Union prepared to fight against parents’ requests

Predictably, SDEA President Bill Freeman said he was “troubled and shocked” by the “top-down changes” being proposed by San Diego school leaders.

UTSanDiego.com reports the union is “bracing for a fight.”

But what Freeman and SDEA members see as a radical scaling back of union power probably seems very reasonable and commonsensical to many San Diego parents and taxpayers.

Take, for example, Four the Kids’ request for a more comprehensive teacher evaluation system.

Berlanga says the current single-page teacher evaluation is “decades-old” and “based on a single source’s feedback.”

To correct this, Four the Kids members want evaluations to include parent and student feedback, multiple classroom observations conducted by multiple observers and student achievement gains data. The revamped system will allow administrators to identify the truly gifted teachers from the rest of the pack.

That feeds into Four the Kids’ request that principals be allowed to consider a teacher’s overall effectiveness and content knowledge – as well as students’ needs and the school culture – when making hiring, transfer and layoff decisions.

Seniority-based decisions too often lead to “the loss of remarkable teachers during budget cuts simply due to teachers being the newest in the talent pool,” Berlanga writes in a recent op-ed.

Teacher unions see educators as interchangeable cogs in the K-12 machine, which is one reason why SDEA members are kicking up a fuss over these proposals.

The least controversial request on the Four the Kids’ list may be that San Diego teachers receive their professional training when school is not in session. According to Berlanga, the majority of the union’s 10 professional development days a year occur when school is in session.

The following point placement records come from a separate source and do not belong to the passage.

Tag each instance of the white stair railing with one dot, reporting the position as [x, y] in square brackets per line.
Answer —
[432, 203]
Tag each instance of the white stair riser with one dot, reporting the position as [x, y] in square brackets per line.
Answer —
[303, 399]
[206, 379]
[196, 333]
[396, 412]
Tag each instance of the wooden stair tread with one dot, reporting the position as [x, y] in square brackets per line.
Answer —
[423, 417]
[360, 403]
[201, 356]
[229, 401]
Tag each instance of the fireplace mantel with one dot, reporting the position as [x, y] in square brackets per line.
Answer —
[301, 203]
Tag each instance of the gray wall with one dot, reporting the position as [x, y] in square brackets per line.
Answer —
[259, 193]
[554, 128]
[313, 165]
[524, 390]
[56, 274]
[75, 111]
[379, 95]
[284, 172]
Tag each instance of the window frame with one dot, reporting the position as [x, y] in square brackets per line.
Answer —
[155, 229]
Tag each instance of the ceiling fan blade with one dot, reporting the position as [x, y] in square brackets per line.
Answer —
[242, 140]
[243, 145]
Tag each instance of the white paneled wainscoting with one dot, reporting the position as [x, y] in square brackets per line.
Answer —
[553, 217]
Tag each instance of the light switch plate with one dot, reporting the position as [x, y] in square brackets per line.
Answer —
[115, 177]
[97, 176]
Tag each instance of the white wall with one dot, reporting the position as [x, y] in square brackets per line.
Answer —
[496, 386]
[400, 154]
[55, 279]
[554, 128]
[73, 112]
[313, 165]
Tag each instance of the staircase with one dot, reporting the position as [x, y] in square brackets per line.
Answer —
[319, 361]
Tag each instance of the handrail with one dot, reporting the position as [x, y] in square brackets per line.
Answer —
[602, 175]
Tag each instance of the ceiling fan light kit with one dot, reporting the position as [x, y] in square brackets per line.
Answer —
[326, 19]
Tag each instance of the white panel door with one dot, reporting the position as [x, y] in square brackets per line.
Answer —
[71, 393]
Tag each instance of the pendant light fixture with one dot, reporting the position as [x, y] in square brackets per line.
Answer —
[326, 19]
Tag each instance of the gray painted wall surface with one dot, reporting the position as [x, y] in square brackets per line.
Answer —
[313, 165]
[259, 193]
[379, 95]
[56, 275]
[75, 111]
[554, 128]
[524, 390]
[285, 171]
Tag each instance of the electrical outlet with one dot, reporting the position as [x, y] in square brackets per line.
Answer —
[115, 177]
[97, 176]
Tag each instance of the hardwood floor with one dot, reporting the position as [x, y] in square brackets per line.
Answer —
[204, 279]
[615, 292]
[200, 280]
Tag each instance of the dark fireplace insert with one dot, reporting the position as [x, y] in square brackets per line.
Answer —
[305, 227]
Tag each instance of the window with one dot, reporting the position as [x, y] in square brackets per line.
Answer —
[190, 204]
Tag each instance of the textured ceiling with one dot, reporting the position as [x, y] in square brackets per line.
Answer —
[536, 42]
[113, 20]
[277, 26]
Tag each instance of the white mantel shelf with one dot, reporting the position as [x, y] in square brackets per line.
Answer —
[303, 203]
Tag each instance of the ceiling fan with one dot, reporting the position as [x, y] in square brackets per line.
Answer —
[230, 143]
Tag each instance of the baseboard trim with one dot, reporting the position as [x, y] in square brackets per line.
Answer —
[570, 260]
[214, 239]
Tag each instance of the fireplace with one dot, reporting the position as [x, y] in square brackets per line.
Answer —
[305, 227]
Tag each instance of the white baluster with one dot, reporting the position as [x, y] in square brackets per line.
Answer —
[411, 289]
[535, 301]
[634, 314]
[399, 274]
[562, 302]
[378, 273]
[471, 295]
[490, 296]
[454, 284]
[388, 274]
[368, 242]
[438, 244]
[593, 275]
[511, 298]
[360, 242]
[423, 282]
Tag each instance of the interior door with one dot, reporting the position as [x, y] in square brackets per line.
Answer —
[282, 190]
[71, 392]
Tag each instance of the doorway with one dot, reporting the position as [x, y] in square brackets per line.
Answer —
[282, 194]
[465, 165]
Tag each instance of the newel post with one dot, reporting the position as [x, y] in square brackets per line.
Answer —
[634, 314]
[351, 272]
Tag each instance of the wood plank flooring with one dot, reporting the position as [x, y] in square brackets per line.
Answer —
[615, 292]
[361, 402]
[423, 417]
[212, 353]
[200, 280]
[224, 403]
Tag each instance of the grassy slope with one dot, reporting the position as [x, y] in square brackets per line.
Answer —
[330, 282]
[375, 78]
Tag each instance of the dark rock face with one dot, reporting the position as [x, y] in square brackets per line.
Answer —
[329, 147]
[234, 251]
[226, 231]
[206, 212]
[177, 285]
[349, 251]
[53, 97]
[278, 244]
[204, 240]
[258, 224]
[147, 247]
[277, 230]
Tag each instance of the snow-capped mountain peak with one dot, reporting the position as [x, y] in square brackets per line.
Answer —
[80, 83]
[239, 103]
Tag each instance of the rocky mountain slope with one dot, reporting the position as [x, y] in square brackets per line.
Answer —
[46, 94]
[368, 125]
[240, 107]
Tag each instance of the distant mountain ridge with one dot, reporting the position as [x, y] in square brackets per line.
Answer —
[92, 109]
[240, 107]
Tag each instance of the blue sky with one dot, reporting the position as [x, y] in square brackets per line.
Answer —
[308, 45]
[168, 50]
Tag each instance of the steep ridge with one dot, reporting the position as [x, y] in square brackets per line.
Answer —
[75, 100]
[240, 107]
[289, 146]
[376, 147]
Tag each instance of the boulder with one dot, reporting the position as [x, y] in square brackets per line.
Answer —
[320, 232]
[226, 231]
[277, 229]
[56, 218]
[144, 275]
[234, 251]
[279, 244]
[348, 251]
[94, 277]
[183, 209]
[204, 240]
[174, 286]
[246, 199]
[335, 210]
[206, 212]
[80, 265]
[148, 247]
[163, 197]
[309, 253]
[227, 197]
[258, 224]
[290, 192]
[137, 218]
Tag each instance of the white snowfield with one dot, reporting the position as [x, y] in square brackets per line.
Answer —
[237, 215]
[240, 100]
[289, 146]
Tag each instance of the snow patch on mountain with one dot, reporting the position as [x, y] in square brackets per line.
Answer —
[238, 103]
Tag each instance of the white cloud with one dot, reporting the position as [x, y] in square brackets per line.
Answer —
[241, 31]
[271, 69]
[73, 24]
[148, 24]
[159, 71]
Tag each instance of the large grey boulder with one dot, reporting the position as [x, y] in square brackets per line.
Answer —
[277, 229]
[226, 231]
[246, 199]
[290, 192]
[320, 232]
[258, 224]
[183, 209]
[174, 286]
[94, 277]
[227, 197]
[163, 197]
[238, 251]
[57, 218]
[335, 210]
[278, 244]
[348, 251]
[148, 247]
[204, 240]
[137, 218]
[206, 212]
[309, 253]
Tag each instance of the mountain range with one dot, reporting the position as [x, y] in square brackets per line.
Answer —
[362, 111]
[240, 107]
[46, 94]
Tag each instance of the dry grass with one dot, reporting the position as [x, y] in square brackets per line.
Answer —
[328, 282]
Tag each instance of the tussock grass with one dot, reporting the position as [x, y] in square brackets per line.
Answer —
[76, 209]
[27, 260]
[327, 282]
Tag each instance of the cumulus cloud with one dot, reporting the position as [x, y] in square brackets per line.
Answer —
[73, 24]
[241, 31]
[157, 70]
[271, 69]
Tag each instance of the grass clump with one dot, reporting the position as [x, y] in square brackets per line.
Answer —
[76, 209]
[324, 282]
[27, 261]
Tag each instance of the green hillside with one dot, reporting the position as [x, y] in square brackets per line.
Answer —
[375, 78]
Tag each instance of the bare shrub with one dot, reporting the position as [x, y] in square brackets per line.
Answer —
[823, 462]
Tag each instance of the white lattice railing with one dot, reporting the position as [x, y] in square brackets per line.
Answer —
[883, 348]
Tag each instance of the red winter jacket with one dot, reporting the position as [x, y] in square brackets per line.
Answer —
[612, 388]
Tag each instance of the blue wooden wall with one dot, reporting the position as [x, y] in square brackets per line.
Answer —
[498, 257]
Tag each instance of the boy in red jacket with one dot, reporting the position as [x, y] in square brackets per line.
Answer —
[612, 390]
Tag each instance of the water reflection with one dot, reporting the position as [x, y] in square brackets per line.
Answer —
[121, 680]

While the district’s new budget restores the 180-day school year, parents say that between professional development requirements and teachers’ normal sick leave, students are still missing out on too much high-quality instruction. (That total shrinks even more when standardized testing days are factored in.)

“We want teachers to be in the classroom all 180 days,” Berlanga says, adding that teachers could receive training after school and on Saturdays.

Community has a stake in contract talks

The San Diego school board may currently be supporting Four the Kids’ pro-student, pro-common sense agenda, but there’s no guarantee it will continue to do so.

As a recent UTSanDiego.com editorial notes, precious few reforms have been adopted “in the five-plus years since SDEA-financed candidates took majority control of the school board.”

The school board could abandon the Four the Kids-influenced provisions as quickly as it incorporated them in its initial offer. Berlanga seems to understand this, which is why UPforEd and Four the Kids are working to draw more parents into the effort.

She says the groups will continue getting information out to parents and encouraging them to share their views with board members. Berlanga would like to see Four the Kids’ membership swell to hundreds of parents.

Not all parents will have the stomach for getting in the middle of highly contentious contract debate, but Berlanga believes it’s important for them to.

“Teacher contracts affect all San Diego public school students,” Berlanga writes in her recent op-ed. “And because students are the backbone of our city’s tomorrow, it’s no exaggeration that students, parents and the community have a stake in the outcome of negotiations.”